4.10.2. Metabolite Quantification

One hundred microliters of serum were mixed with 200 µL of methanol-water (50:50 v/v) by vortexing for 30 s. Following this, the mixture was incubated at 4 °C for 1 h and added to 200 µL chloroform. Following vigorously vortexing (30 s) and centrifugation (14,000 rpm for 10 min at 4 °C), proteins were precipitated. The organic and aqueous phases were next collected separately and dried using vacuum centrifugation. The aqueous phase was then reconstituted in 200 µL of mobile phase E:F (25:75 v/v, mobile phase E-30 mM ammonium formate in water and mobile phase F-30 mM ammonium formate in 85:15 ACN: Water) and used for histamine and histidine analysis. The organic phase was reconstituted in 100 µL ethanol for fatty acid analysis.
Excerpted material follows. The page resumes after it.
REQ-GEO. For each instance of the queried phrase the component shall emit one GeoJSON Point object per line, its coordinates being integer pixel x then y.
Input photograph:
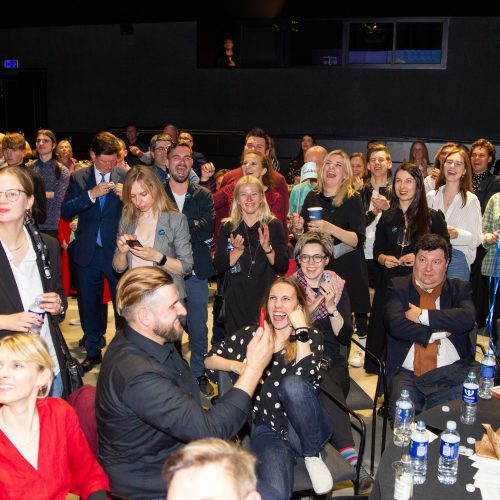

4.10.3. Histamine and Histidine Analysis

LC-MS/MS histamine and histidine analysis was performed using an ACQUITY UPLC system (Waters, Milford, MA, USA) coupled to a Xevo TQ-MS system (Waters, Milford, MA, USA). Sample (10 µL) were separated using A Waters ACQUITY BEH Amide (1.7 µM; 2.1 × 150 mM) at 40 °C in ESI Positive mode for the aqueous phase containing histamine and histidine with eleution gradient using mobile phases C and D (flow rate 0.4 mL/min) at 75% D linearly decreasing to 45% for 2 min and held for 1 min before equilibrating the system for the next injection. For mass spectrometry, we used a capillary voltage of 3.4 kV, desolvation temperature 400 °C, cone gas flow 150 L/h, desolvation gas flow 800 L/h and a source temperature of 150 °C for analysis. Corresponding parameters for histamine and histidine analysis were 2.5 kV, 450 °C, 0 L/h, 900 L/h, and 150 °C, respectively. MassLynx and TargetLynx were used for data acquisition quantification respectively. Statistical analysis was carried out using 2-way ANOVA followed by post-hoc multiple correction using FDR [88]. Details of lipid and metabolite profiling were included in Supplementary File.

5. Conclusions

The current study is in agreement with other in vivo and in vitro studies, linking exposure to nanoparticles to transcriptomic alterations associated with cardiovascular and inflammatory diseases [5,24,30,35,60,89,90]. In addition to cardiovascular disease and metabolic syndrome, continuous PEPs inhalation induced gene expression changes associated with neural disorders in both rat lung and blood at every observed time point. Our group plan to validate the identified genes and metabolites in rat heart tissues as well as blood samples from occupational workers in our ongoing and future studies. Furthermore, the systematic analysis suggested PEPs exposure induced transcriptional aberrations associated with other diseases in rats, including diabetes, congenital defects, auto-recessive disorders, physical deformation, and carcinogenesis. These findings provide guidance for designing future in vivo studies using a disease-specific animal model for assessing PEPs exposure-induced toxicity in a particular tissue organ. This study provides evidence for future biomarker-based surveillance and mechanistic studies of PEPs-induced diseases. This study is novel and to our knowledge, the first to integrate in vivo, transcriptomics, metabolomics, and lipidomics to assess PEPs inhalation exposure-induced disease risks using a rat model.